Initially, I watched Dead Alive with my brother Kevin. I informed him that there was a horror flick I had just picked up at the time that contained a scene with a priest that proclaimed "I kick ass for the Lord!" He was hooked. I could see on his face and in the sparkling drool on his lower lip that he wanted to jump into this to have a good laugh. And boy, did we ever! It was non-stop comedy because neither of us had seen this prior, and everything was just seething with absurdity. Top notch. High shelf. Whatever you want to call it. It was a joyously religious experience, and I will never forget that day, watching it on his ex-girlfriend's PS3, laughing our asses off at farting entrails and zombies getting chunked by a modified lawn mower. High class gore fest. Peter Jackson, you are the shit. Please make another cult horror flick. I beg of you.
All of these native tribe members look like ex-Mudvayne roadies.
There's no time to play cricket!
Well, her dad looks like Gallagher really let himself go.
Yeah, because two pencils and an ink ribbon are just magically going to fall into the shape of a moon and a star.
I think mother is wearing to much fucking make-up.
Ok, bro. Lay off the tobacco for a while. Your teeth are making me nervous.
Damn, mother! Step on that son of a bitch!

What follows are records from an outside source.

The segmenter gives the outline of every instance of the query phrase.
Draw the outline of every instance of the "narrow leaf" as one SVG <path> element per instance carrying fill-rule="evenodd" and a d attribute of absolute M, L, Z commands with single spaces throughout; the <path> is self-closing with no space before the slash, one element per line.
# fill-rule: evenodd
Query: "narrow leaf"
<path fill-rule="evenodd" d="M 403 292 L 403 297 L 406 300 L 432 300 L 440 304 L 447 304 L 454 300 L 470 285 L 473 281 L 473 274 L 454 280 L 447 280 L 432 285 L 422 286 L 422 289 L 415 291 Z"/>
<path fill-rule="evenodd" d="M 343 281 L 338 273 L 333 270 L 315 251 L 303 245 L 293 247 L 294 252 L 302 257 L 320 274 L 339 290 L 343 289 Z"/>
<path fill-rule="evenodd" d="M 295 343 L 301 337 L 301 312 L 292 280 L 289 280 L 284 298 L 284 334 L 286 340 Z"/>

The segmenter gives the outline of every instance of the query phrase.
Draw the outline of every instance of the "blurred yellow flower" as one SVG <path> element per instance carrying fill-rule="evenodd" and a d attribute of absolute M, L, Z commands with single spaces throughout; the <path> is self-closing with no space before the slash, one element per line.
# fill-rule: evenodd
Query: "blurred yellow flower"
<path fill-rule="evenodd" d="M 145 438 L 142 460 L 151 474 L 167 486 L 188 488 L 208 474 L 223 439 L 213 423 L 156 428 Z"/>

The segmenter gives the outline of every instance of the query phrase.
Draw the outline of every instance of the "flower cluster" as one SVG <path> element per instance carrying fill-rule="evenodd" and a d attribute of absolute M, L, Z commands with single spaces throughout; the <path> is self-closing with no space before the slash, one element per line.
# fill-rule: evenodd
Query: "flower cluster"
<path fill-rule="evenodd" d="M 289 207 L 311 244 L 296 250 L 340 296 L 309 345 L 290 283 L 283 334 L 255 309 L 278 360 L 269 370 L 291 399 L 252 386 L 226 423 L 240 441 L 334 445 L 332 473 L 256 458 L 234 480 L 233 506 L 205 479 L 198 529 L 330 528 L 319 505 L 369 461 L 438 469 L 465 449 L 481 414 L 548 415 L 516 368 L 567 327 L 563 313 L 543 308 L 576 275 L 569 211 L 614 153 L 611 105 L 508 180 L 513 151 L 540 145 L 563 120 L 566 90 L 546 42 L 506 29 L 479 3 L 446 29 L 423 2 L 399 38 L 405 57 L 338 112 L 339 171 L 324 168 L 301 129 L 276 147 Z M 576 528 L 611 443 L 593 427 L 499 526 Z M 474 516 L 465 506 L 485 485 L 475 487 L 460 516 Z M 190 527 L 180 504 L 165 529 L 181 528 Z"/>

I never realized that pudding could be so disgusting.
A neo-nazi veterinarian. What a guy.
Why do morticians always eat sandwiches?
"I kick ass for the Lord!"
With this being the first entry in this little series (there are two more) I will leave you with this-if you're into (or want to get into) some of the most out of sight gore, character situations, dialogue, camera angles and film editing, look no further than Dead Alive. This is truly some bat-shit anarchy, and I don't think you're collection would be complete without it. I wouldn't pay the insane price for a new dvd, but I would somehow find a way to watch this because if you're a fear fan and haven't seen this-you owe it to yourself to do so. I also need to find a way to shake Peter Jackson's hand. I just hope that he covers up his brain with that derby first. There's no need for his gray matter to be falling out.